O candidato a vice-presidente Geraldo Alckmin (PSB) reuniu cerca de 200 pessoas entre médicos de destaque, parlamentares do PT, empresários da saúde, gestores públicos e movimentos ligados ao SUS. No encontro, Alckmin assumiu compromisso de maior financiamento federal para a área, alegando que não seria "possível cumprir a missão civilizatória do SUS apenas com 3,8% do PIB para a saúde".
Ele lamentou a atuação de algumas entidades médicas e disse que seria preciso "chamá-las à responsabilidade", referindo-se a posições anticiência durante a pandemia e que podem estar contribuindo para a diminuição das coberturas vacinais no Brasil.
Ao lado de Alckmin, o médico Drauzio Varela falou de sua decepção com parte da categoria médica. "Com 55 anos de formado, nunca imaginei que teria vergonha de colegas de profissão", disse.
Parecia até que doutor Drauzio estava sintonizado na TV Câmara, que transmitia ao vivo o ato bolsonarista.
Sob pretexto de homenagear o dia do médico, produziu-se uma sessão bizarra, convocada pelos deputados federais Zacarias Calil (União-GO), reeleito, e Hiran Gonçalves (PP-RR), eleito senador.
A anunciada presença de Bolsonaro não se confirmou, pois no mesmo horário o presidente cumpria agenda de campanha em São Gonçalo (RJ).
Esvaziado, o evento pode ser narrado em três atos.
Inicialmente, coube ao ministro da saúde, Marcelo Queiroga, animar a claque, formada por pouquíssimos representantes de entidades e muitos estudantes de Medicina de uma única escola privada de Goiás, que vestiam camisetas verde e amarelo. Em um momento, no qual se emocionou, Queiroga foi muito aplaudido ao afirmar que "os médicos vestem branco, não vestem vermelho e jamais vestirão."
Recebidos no local aos gritos de "mito" e "vai pra Cuba", manifestantes ligados à Rede Nacional de Médicos Populares, contrários a Bolsonaro, foram ameaçados pelo presidente do CFM, José Hiran Gallo, que era o orador no momento do tumulto. Ele disse: "São pessoas com QI de ameba. Como praticante de artes marciais, não me metem medo, todos são covardes, despreparados, moleques."
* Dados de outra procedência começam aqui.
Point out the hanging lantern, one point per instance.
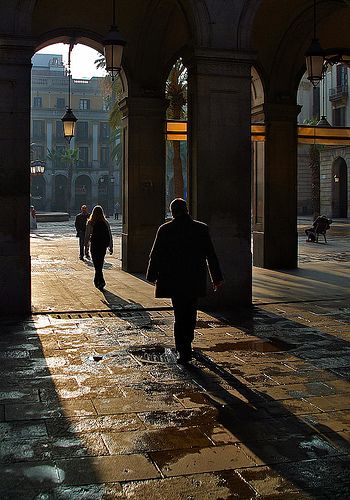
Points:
(69, 120)
(315, 62)
(113, 46)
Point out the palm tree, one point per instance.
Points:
(314, 165)
(176, 92)
(69, 157)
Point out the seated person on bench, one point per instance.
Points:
(319, 226)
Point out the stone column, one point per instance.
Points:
(220, 165)
(94, 191)
(94, 143)
(275, 239)
(144, 177)
(15, 73)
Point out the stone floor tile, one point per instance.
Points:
(322, 478)
(133, 404)
(211, 486)
(109, 423)
(16, 395)
(297, 391)
(333, 402)
(288, 406)
(289, 450)
(22, 430)
(332, 420)
(28, 477)
(106, 469)
(180, 418)
(269, 484)
(155, 440)
(194, 461)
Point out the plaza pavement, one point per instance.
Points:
(94, 406)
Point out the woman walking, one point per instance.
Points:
(98, 232)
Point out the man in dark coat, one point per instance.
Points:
(181, 253)
(80, 226)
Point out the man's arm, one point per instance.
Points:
(213, 264)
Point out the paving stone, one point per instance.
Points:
(72, 426)
(333, 402)
(180, 418)
(333, 420)
(22, 430)
(268, 483)
(329, 477)
(211, 486)
(65, 408)
(194, 461)
(17, 395)
(298, 391)
(106, 469)
(155, 440)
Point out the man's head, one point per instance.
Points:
(178, 207)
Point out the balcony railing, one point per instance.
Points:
(338, 92)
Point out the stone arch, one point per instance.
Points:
(82, 191)
(339, 180)
(38, 192)
(60, 193)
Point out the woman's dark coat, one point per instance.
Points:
(181, 253)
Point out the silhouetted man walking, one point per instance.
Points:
(181, 253)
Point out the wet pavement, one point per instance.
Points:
(94, 406)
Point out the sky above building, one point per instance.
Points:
(82, 59)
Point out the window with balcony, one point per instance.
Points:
(84, 104)
(339, 117)
(59, 130)
(82, 130)
(60, 103)
(341, 89)
(104, 131)
(105, 155)
(83, 157)
(37, 102)
(38, 129)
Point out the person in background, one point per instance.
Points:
(32, 215)
(80, 226)
(98, 233)
(116, 210)
(181, 253)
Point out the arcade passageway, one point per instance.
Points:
(94, 405)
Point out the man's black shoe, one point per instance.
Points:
(183, 359)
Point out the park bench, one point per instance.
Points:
(319, 227)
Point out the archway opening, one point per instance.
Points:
(339, 188)
(73, 170)
(176, 182)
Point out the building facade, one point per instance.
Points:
(330, 100)
(88, 174)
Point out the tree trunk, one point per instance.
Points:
(69, 186)
(315, 180)
(177, 163)
(177, 171)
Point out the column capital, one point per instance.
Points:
(277, 111)
(16, 50)
(143, 105)
(213, 62)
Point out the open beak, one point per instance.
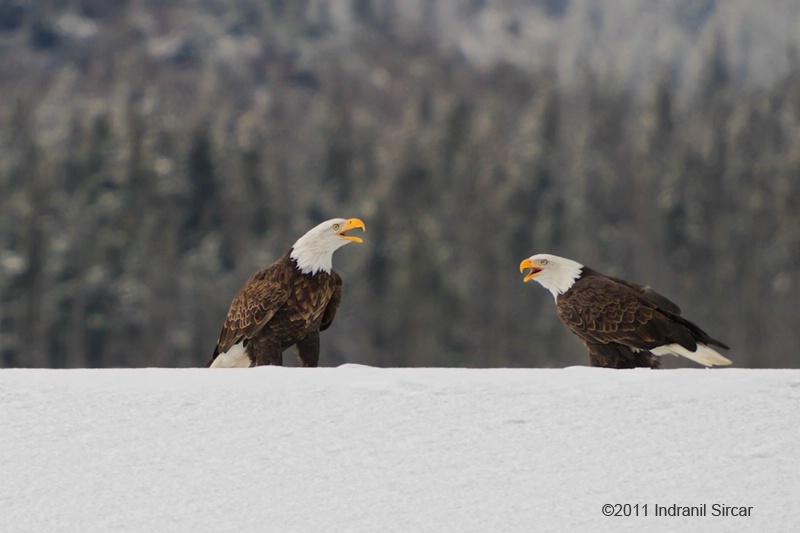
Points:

Convidado de honra, o jornalista Alexandre Garcia ocupou a tribuna para contar estórias de "curas de covid" atribuídas à cloroquina.
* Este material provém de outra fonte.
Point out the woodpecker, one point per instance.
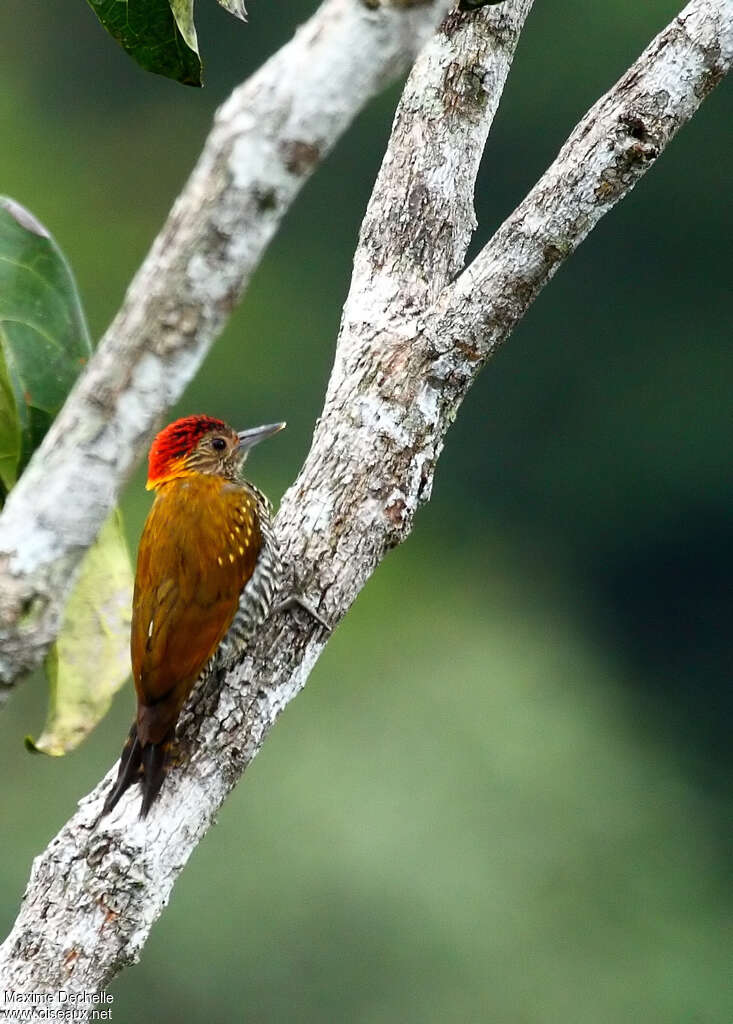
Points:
(208, 568)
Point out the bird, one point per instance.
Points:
(208, 568)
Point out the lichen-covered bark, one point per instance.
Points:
(401, 367)
(266, 140)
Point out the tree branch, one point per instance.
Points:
(96, 890)
(266, 140)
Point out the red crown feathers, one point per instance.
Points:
(177, 440)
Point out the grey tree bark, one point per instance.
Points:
(413, 338)
(266, 140)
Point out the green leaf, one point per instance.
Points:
(44, 340)
(159, 40)
(90, 659)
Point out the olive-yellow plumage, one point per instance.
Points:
(206, 539)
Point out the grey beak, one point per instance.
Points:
(248, 438)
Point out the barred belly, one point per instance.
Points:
(257, 597)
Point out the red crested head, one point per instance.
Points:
(176, 441)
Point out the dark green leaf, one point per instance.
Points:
(44, 340)
(152, 35)
(90, 659)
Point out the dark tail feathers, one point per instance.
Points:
(139, 764)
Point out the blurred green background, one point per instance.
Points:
(505, 795)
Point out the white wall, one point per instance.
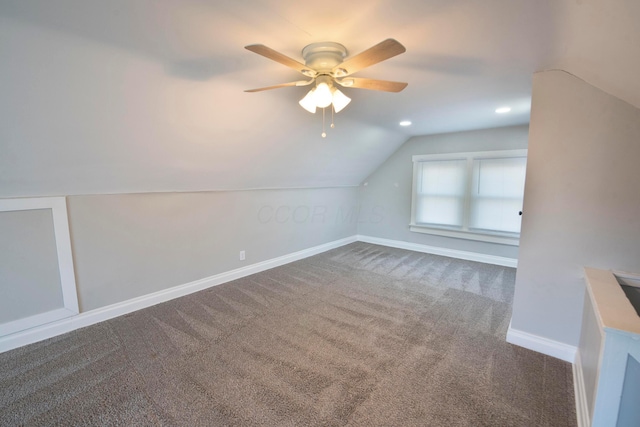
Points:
(582, 201)
(29, 276)
(131, 245)
(598, 40)
(386, 199)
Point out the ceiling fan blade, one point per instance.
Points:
(267, 52)
(383, 85)
(299, 83)
(378, 53)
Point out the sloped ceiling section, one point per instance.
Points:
(119, 96)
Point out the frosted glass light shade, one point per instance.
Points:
(308, 102)
(322, 95)
(340, 100)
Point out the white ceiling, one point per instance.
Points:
(130, 96)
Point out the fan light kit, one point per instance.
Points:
(325, 65)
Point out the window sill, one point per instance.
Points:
(468, 235)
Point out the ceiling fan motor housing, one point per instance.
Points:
(324, 56)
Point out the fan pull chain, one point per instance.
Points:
(332, 111)
(324, 134)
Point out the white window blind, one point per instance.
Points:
(441, 192)
(496, 194)
(470, 195)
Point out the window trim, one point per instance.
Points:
(464, 232)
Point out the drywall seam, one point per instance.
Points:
(582, 409)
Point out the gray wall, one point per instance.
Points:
(29, 275)
(386, 199)
(130, 245)
(582, 201)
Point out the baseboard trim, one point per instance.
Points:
(58, 327)
(452, 253)
(542, 345)
(582, 408)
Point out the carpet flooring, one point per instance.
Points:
(362, 335)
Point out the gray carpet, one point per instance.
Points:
(362, 335)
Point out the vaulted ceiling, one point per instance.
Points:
(131, 96)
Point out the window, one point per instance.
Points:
(474, 196)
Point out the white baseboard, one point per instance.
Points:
(58, 327)
(542, 345)
(14, 326)
(452, 253)
(582, 408)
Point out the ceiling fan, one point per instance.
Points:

"Chegamos a fazer um mutirão para salvar um motorista de Uber que estava intubado em Santa Maria (Distrito Federal). E se safou, graças ao remedinho", disse o jornalista. Segundo Garcia, o paciente teria recebido o "pozinho" por via endovenosa.
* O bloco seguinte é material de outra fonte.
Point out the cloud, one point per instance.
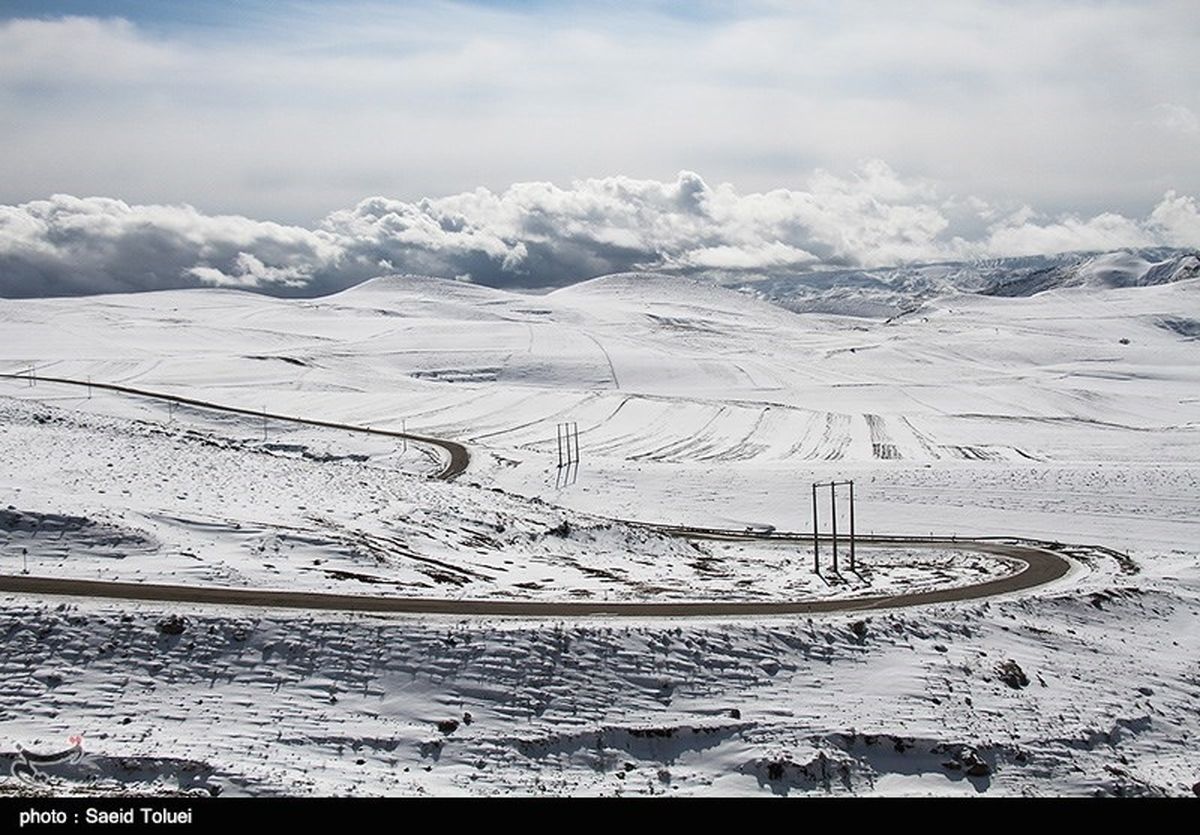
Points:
(538, 235)
(292, 110)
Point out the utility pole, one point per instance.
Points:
(833, 508)
(816, 547)
(852, 566)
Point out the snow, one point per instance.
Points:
(1066, 416)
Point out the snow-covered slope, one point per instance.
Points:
(1068, 415)
(883, 293)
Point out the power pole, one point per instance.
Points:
(816, 547)
(833, 508)
(852, 566)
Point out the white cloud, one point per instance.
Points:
(1177, 118)
(538, 234)
(301, 108)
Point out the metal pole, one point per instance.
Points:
(816, 548)
(852, 568)
(833, 508)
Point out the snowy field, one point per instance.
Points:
(1071, 416)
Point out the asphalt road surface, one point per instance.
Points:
(1041, 565)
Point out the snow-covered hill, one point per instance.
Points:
(1067, 415)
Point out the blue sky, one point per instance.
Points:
(262, 142)
(292, 109)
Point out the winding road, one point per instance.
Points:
(1041, 564)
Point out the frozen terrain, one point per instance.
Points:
(1067, 415)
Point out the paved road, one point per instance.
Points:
(1041, 564)
(455, 467)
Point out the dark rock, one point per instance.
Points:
(979, 769)
(173, 624)
(1012, 674)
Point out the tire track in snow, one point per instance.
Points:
(455, 467)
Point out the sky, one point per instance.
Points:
(304, 144)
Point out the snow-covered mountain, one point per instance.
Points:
(891, 290)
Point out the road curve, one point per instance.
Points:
(455, 467)
(1041, 565)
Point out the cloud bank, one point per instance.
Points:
(292, 109)
(539, 235)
Ele também falou sobre o suposto caso de uma empregada doméstica. "Uma arrumadeira que trabalha para mim. Quando falei para minha mulher que tínhamos que curar a Raimunda... Agora, no oitavo dia, já foi pro pulmão. Três dias depois da entrada do protocolo, ela já estava trabalhando", afirmou Alexandre Garcia.
Passaram pelo ato o Ministro da Educação, Victor Godoy, e parlamentares da base do governo que protestaram contra a abertura de cursos de Medicina, o programa Mais Médicos e a flexibilização do Revalida - o exame para que médicos formados no exterior possam obter registro profissional no Brasil.
Até uma fake news antiga foi requentada, a de que o Mais Médicos seria uma contrapartida de esquema de corrupção envolvendo a construção do porto de Mariel, em Cuba.
Um olhar sobre os dois eventos do Dia do Médico revela que não se trata apenas de diferenças de opinião sobre a saúde no Brasil.
Apoiadores extremistas de Bolsonaro querem repetir a dose letal nos próximos quatro anos.
Para além de divergências, a frente ampliada da saúde reunida por Alckmin lançou um apelo humanista e lúcido a favor da mudança.